Since this is the very first 2013 post, I feel it necessary to trot out some New Year’s Resolutions. These are not my resolutions, however – instead I offer them as additions to researchers’ own lists. If just a small fraction of the data-producing researchers out there made these five resolutions, we are guaranteed to be in a much more comfortable place this time next year for data sharing, reproducibility, and meeting ethical responsibilities.
1. Write up a data management plan for your current project.
By now you all know that data management plans (DMPs) are required by many funding agencies. This does not, however, restrict good planning to future projects. Pick a current research project, and based on your current knowledge of the project, write up a data management plan. I know, I know – the project has already started; what’s the point? The value of this exercise is four fold:
- You will be forced to think carefully about the data you are producing (or already produced), relationships between those data, and how best to document and preserve those datasets.
- You can do some mid-course correction of bad organization habits, poor metadata documentation, or insufficient security and backup plans.
- You can make decisions about preserving your data for the long term, including selecting a repository and beginning the process of metadata creation.
- You will write a better DMP in the future.
I wrote about retroactive data management back in 2011 in a post called Data Hangover Part 2: Going Retro. Looking for DMP inspiration?
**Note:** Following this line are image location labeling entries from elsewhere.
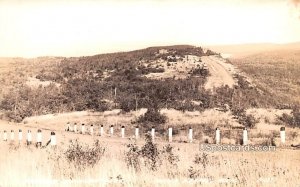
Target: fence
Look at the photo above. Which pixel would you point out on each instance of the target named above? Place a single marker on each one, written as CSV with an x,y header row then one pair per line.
x,y
53,142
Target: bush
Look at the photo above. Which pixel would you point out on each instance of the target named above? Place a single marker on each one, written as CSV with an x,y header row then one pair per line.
x,y
149,153
152,116
83,156
292,120
132,157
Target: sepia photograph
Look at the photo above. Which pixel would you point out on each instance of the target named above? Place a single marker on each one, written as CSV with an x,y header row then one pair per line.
x,y
149,93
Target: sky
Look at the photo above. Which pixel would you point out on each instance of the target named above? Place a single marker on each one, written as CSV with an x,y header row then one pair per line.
x,y
31,28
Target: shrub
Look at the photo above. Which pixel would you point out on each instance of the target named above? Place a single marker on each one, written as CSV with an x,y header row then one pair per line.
x,y
292,120
153,116
83,156
132,156
150,153
169,155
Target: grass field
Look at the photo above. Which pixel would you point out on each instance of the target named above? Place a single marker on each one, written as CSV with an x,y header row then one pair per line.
x,y
276,72
23,166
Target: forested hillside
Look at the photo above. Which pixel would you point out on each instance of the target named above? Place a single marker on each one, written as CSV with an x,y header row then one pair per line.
x,y
122,80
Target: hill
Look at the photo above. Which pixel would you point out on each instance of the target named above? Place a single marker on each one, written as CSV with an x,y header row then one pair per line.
x,y
182,77
243,50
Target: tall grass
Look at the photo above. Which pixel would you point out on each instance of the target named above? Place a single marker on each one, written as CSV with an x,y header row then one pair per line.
x,y
22,166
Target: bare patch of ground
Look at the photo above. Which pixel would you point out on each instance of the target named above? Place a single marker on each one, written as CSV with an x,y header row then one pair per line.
x,y
221,72
178,70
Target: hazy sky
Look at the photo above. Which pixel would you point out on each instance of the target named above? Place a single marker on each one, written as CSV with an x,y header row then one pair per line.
x,y
30,28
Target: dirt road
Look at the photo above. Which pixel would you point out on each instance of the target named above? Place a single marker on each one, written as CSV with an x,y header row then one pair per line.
x,y
221,72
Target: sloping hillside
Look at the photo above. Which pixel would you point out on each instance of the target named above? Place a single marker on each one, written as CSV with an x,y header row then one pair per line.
x,y
179,77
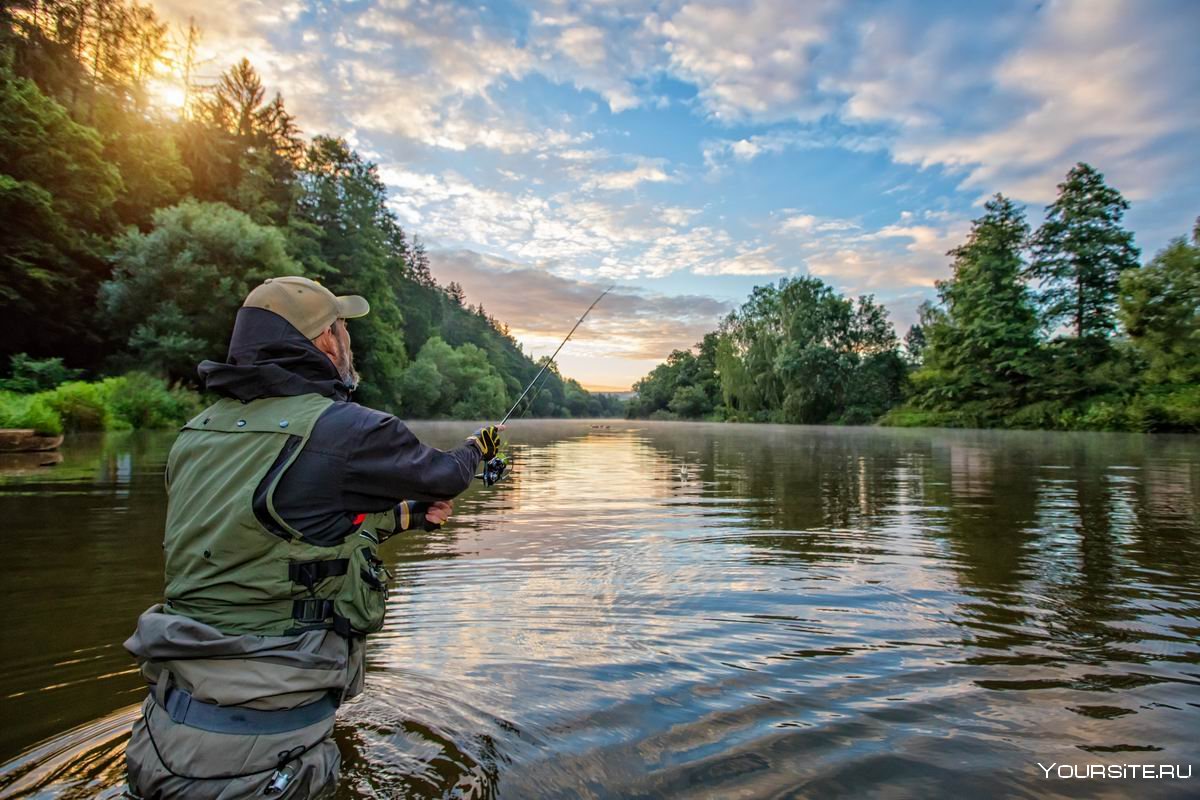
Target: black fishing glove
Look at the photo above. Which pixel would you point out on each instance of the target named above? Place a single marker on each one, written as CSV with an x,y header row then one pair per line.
x,y
487,440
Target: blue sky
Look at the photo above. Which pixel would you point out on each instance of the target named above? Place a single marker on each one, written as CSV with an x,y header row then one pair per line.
x,y
688,151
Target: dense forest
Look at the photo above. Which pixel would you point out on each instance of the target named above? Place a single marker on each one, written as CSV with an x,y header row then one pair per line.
x,y
1056,328
132,232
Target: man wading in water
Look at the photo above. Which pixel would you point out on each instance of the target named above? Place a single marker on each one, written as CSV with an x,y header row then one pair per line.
x,y
279,495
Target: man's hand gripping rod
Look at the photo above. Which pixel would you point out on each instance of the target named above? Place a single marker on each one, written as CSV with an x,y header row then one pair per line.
x,y
497,468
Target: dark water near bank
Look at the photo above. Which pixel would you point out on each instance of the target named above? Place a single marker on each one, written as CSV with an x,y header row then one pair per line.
x,y
673,609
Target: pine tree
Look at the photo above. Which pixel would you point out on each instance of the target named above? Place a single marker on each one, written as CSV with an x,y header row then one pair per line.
x,y
1080,252
983,347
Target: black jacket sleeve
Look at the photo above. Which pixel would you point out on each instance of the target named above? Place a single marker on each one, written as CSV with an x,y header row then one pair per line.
x,y
388,462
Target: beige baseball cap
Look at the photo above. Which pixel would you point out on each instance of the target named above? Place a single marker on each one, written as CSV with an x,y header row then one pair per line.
x,y
307,305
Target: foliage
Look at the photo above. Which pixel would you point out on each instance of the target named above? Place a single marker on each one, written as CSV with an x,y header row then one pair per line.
x,y
57,196
142,401
131,401
797,352
19,410
459,380
345,233
175,290
982,349
82,405
1161,311
1080,252
29,374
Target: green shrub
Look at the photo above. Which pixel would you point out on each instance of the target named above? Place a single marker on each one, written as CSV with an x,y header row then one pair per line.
x,y
906,416
29,411
142,401
29,374
81,405
1167,409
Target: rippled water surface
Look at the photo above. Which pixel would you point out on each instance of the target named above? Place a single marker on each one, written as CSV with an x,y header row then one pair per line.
x,y
677,609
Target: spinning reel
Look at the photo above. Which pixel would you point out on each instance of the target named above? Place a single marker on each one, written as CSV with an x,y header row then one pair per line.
x,y
495,470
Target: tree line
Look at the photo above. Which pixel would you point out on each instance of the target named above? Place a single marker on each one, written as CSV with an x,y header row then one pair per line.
x,y
132,232
1056,328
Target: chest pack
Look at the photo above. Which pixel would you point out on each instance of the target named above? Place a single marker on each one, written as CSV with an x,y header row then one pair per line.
x,y
232,560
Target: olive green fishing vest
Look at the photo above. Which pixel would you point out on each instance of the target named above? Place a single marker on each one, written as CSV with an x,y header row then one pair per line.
x,y
246,572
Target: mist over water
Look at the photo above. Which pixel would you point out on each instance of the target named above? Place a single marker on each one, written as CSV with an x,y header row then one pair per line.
x,y
687,609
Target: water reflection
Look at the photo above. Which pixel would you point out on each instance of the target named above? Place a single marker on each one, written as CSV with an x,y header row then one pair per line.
x,y
649,609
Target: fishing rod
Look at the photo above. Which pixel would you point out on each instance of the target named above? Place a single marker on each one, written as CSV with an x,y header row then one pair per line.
x,y
498,467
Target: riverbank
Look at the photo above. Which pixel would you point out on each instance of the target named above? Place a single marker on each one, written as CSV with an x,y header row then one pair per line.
x,y
1161,409
129,402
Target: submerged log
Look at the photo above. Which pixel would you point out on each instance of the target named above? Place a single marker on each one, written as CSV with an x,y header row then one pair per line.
x,y
27,440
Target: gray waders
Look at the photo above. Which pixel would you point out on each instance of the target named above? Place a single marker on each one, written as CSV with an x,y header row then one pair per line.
x,y
243,716
262,632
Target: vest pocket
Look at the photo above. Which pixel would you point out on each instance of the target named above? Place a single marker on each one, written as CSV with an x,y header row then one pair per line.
x,y
363,599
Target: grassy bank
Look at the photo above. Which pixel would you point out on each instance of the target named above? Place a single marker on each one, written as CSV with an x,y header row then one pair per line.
x,y
123,403
1159,409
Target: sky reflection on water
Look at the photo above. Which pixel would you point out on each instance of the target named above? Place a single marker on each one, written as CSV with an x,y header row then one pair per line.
x,y
677,609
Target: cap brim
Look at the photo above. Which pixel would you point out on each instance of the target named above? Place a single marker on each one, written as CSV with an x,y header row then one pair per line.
x,y
352,306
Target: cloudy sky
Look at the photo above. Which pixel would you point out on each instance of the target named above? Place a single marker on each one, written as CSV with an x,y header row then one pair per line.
x,y
688,151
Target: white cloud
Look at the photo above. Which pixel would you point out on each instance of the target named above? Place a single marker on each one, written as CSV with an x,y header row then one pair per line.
x,y
1101,82
631,324
628,179
748,59
759,260
809,223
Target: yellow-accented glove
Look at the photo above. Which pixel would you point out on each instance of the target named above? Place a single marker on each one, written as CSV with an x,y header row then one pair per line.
x,y
487,440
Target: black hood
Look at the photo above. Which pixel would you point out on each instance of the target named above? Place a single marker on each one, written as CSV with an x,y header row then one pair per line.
x,y
269,358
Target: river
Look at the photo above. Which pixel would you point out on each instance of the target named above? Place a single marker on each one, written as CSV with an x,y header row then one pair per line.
x,y
691,611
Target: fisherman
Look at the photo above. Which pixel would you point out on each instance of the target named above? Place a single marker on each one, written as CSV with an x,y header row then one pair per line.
x,y
279,498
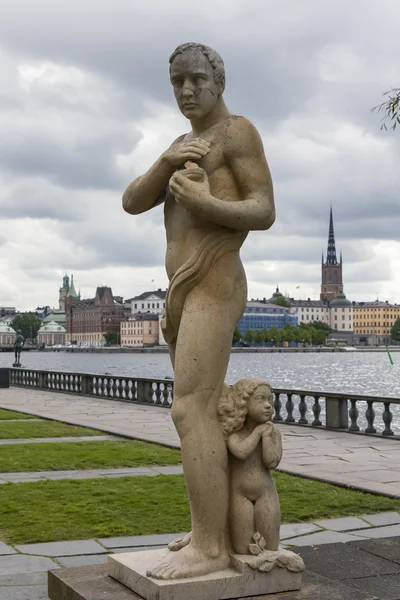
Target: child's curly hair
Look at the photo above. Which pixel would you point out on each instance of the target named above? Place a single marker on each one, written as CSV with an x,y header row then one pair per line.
x,y
233,405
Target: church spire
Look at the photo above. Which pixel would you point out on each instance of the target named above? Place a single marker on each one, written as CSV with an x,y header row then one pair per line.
x,y
331,256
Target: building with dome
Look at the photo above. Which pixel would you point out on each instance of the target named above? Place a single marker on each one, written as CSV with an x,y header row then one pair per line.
x,y
51,334
7,336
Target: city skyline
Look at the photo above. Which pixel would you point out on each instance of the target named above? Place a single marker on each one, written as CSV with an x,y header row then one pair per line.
x,y
83,114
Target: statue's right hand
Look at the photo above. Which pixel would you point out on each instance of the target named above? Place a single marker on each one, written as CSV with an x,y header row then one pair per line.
x,y
179,153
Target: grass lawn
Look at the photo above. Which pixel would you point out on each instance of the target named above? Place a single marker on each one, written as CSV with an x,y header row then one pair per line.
x,y
69,510
9,414
83,455
11,431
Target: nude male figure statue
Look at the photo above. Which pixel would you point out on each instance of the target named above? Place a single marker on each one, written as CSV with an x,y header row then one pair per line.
x,y
216,186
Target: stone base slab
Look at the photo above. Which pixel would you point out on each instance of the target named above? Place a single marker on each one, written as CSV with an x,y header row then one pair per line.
x,y
93,583
234,583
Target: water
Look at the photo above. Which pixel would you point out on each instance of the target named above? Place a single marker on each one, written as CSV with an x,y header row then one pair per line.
x,y
368,373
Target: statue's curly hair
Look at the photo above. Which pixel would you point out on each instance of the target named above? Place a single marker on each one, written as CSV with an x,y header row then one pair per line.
x,y
212,56
234,404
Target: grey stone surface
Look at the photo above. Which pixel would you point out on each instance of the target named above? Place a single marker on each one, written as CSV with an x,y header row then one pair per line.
x,y
17,563
86,438
381,532
4,549
63,548
350,457
386,586
24,579
343,524
289,530
386,548
140,540
388,518
342,561
24,593
323,537
83,560
93,583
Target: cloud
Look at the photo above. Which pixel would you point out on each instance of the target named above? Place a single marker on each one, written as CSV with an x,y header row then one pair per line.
x,y
86,106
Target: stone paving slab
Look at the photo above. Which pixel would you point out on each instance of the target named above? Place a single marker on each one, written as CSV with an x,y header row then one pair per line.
x,y
380,532
343,524
322,538
4,549
140,540
154,424
19,563
55,549
289,530
85,438
34,476
388,518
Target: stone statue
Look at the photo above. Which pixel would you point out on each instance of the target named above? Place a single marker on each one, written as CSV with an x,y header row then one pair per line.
x,y
18,345
216,186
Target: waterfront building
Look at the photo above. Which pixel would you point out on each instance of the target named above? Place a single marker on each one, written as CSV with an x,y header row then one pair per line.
x,y
51,334
139,330
153,302
7,335
331,269
262,315
374,320
67,290
88,320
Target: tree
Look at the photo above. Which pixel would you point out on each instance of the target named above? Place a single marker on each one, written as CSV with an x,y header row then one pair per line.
x,y
28,324
282,301
111,338
390,109
395,330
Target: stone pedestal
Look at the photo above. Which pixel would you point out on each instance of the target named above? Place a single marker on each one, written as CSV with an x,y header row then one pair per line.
x,y
240,581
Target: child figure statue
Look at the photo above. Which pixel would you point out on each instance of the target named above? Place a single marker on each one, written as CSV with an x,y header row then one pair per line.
x,y
255,447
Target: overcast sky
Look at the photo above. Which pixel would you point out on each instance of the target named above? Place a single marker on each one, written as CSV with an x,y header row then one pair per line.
x,y
86,106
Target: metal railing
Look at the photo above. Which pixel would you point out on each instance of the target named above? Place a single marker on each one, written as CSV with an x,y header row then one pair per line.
x,y
346,412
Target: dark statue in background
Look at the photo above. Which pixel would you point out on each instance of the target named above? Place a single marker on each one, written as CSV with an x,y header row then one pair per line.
x,y
18,345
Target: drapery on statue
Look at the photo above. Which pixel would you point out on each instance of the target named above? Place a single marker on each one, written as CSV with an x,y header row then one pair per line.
x,y
18,345
216,186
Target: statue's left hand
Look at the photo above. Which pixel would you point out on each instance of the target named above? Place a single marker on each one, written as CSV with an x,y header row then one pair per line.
x,y
190,186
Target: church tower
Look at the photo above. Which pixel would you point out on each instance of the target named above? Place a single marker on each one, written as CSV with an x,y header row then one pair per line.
x,y
332,280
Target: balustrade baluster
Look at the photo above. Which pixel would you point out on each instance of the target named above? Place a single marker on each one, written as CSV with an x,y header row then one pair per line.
x,y
290,408
277,408
316,408
303,410
353,414
387,419
370,416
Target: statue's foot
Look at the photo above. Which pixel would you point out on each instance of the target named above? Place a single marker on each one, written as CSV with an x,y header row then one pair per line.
x,y
180,543
189,562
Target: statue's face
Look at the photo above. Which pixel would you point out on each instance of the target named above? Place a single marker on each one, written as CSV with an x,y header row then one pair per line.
x,y
195,90
260,405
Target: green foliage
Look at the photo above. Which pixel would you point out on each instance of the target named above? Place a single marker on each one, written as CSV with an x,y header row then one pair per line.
x,y
395,330
390,109
111,338
56,456
28,324
94,508
282,301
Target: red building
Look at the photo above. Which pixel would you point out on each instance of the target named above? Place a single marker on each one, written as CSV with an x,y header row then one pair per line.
x,y
87,321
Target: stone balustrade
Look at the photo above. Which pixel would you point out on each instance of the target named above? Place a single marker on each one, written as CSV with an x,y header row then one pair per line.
x,y
346,412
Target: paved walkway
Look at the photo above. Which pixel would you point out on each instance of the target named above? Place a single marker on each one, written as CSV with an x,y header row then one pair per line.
x,y
31,476
359,461
23,568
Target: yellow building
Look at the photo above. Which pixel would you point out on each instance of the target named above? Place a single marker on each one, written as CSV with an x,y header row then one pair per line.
x,y
375,318
139,330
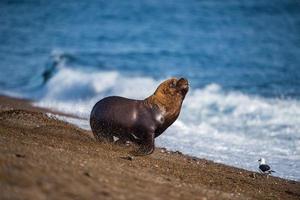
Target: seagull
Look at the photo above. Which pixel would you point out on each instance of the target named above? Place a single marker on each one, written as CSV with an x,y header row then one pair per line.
x,y
263,167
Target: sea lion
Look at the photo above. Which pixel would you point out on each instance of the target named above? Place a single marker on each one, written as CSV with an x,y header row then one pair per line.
x,y
139,121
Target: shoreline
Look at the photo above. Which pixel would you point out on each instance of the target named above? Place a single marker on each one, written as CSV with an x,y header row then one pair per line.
x,y
44,157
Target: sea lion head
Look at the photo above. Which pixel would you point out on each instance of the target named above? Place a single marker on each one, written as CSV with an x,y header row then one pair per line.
x,y
173,88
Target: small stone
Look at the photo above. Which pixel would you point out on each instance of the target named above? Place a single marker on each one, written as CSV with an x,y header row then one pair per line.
x,y
87,174
127,158
20,155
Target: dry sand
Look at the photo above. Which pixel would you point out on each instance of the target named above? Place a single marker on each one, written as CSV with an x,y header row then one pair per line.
x,y
44,158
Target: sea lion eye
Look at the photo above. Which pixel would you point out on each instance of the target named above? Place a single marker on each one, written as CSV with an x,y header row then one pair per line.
x,y
172,84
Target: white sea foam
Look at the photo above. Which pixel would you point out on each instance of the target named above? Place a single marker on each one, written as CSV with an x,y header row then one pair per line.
x,y
227,127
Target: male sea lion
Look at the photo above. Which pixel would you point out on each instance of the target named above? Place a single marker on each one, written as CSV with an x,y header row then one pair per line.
x,y
139,121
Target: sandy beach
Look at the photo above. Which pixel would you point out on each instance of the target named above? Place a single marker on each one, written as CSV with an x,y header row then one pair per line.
x,y
44,158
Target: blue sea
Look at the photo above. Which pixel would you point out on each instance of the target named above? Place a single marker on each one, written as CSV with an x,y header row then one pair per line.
x,y
242,59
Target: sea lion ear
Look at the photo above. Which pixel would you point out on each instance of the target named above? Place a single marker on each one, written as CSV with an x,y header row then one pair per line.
x,y
172,84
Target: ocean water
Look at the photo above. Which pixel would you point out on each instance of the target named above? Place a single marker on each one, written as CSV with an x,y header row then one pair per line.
x,y
242,59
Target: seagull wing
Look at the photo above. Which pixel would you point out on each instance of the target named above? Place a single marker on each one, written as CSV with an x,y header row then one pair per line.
x,y
264,168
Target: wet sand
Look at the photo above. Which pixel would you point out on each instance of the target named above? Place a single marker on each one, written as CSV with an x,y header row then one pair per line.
x,y
44,158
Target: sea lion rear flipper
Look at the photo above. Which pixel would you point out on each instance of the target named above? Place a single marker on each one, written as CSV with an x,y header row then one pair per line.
x,y
146,147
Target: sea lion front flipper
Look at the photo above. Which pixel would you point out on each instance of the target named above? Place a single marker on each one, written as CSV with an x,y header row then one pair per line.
x,y
146,147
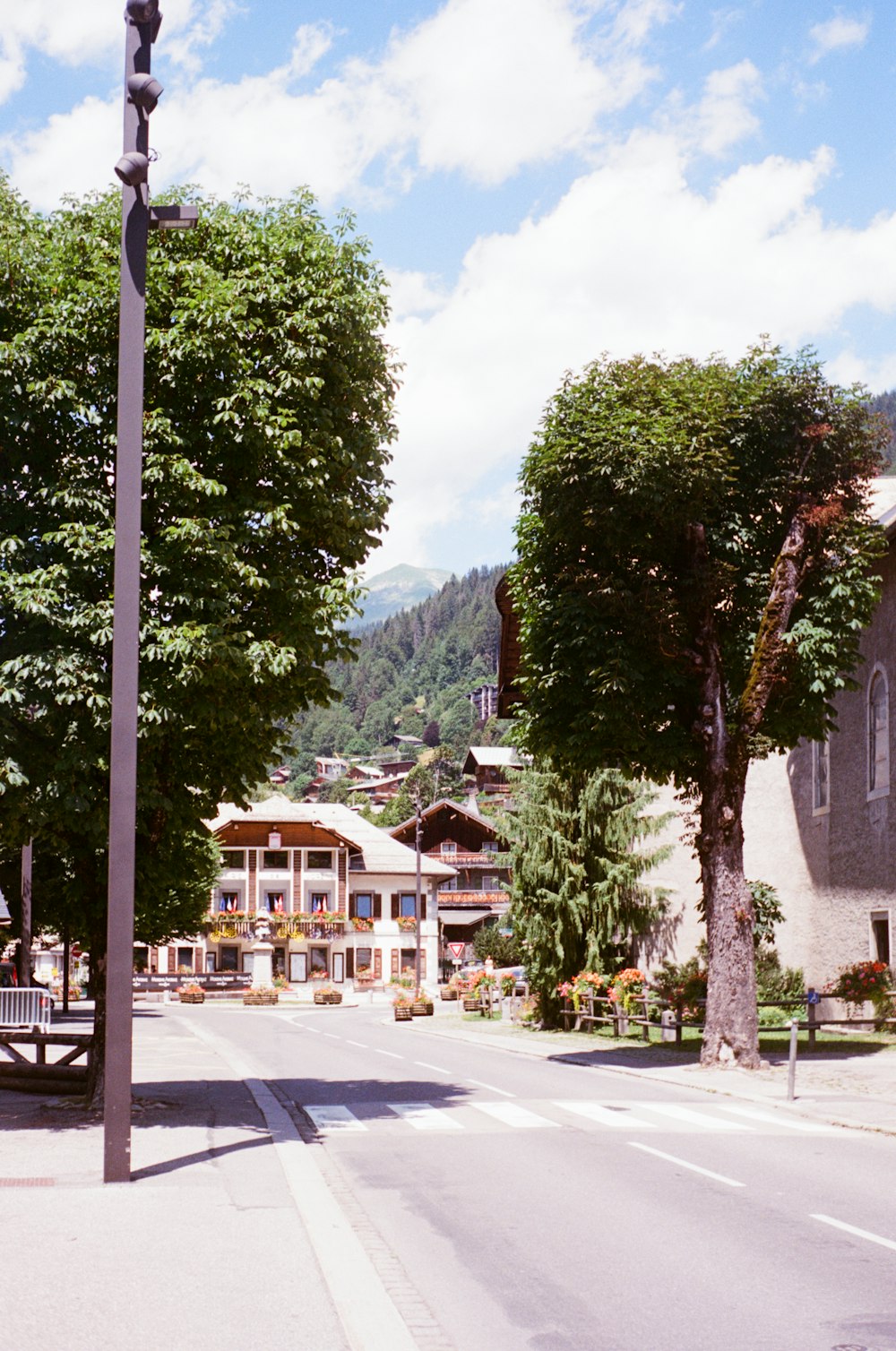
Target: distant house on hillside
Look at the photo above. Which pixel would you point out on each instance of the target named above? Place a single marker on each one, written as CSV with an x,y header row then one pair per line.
x,y
489,765
484,700
468,842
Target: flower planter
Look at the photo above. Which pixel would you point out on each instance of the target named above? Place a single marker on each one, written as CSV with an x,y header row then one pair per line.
x,y
260,997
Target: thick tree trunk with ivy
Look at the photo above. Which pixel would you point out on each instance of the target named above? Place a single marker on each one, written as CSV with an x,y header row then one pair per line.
x,y
696,565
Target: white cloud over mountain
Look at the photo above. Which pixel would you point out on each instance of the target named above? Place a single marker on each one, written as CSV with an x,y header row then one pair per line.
x,y
675,226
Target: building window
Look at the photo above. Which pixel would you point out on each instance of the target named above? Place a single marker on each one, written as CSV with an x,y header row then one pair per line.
x,y
877,736
880,936
821,777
Read this more recent post: Good DMP Examples + Going Beyond Two Pages.
2. Get better at metadata.
Metadata is hard. The concept is easy enough to understand (the overused “data about your data” phrase comes to mind), but the actual process of creating good metadata is a challenge for even the most savvy data steward. No one expects you to be a master metadata creator, but you should know how to put together some machine-readable, standardized metadata for your datasets. If you are clueless on where to start, talk to a local librarian. You can also check with repositories you might want to use later to archive your data – they often have guidelines about what metadata you need to generate. Ease your way in to the wide world of metadata with some free software tools: check out DataUp (for tabular/Excel data), Morpho (ecological data), or Tkme (geospatial data).
I also have a few blog posts about metadata: peruse this list.
3. Provide open access to one of your published articles.
I wrote about making all of your work Open Access a few months back. It’s not hard, but it does take a little bit of time to figure out how best to proceed based on where the article was published and what repositories are available for you. This year, pledge to get one of your articles out there as an “OA Green” publication by following my recommendations at the post above.
4. Make one dataset publicly available.
You know you have it: some sad, orphaned dataset from grad school or a postdoc that never really got its day in the sunshine. Instead of letting it drift into obsolescence, make it publicly available. Let’s be honest – you weren’t going to publish with those data. No matter how big or small the dataset, generate some metadata (if you haven’t already) and push the data out to the community using a repository. Don’t know of a repository? Use the DataUp tool, hosted at here at CDL. All of the data deposited into ONEShare via DataUp are publicly available. Bonus: DataUp also helps you create metadata and get a persistent identifier so others can cite your data.
5. Promote good data stewardship in your lab, department, or institution.
Share this blog post with your lab mates, students, or advisor. Suggest a brown bag discussion of open access for your department. Meet with one of your librarians to talk about options for archiving your data. Have a DMP writing session one afternoon with some colleagues. The culture change towards good data stewardship is underway; it’s just a matter of when you decide to join.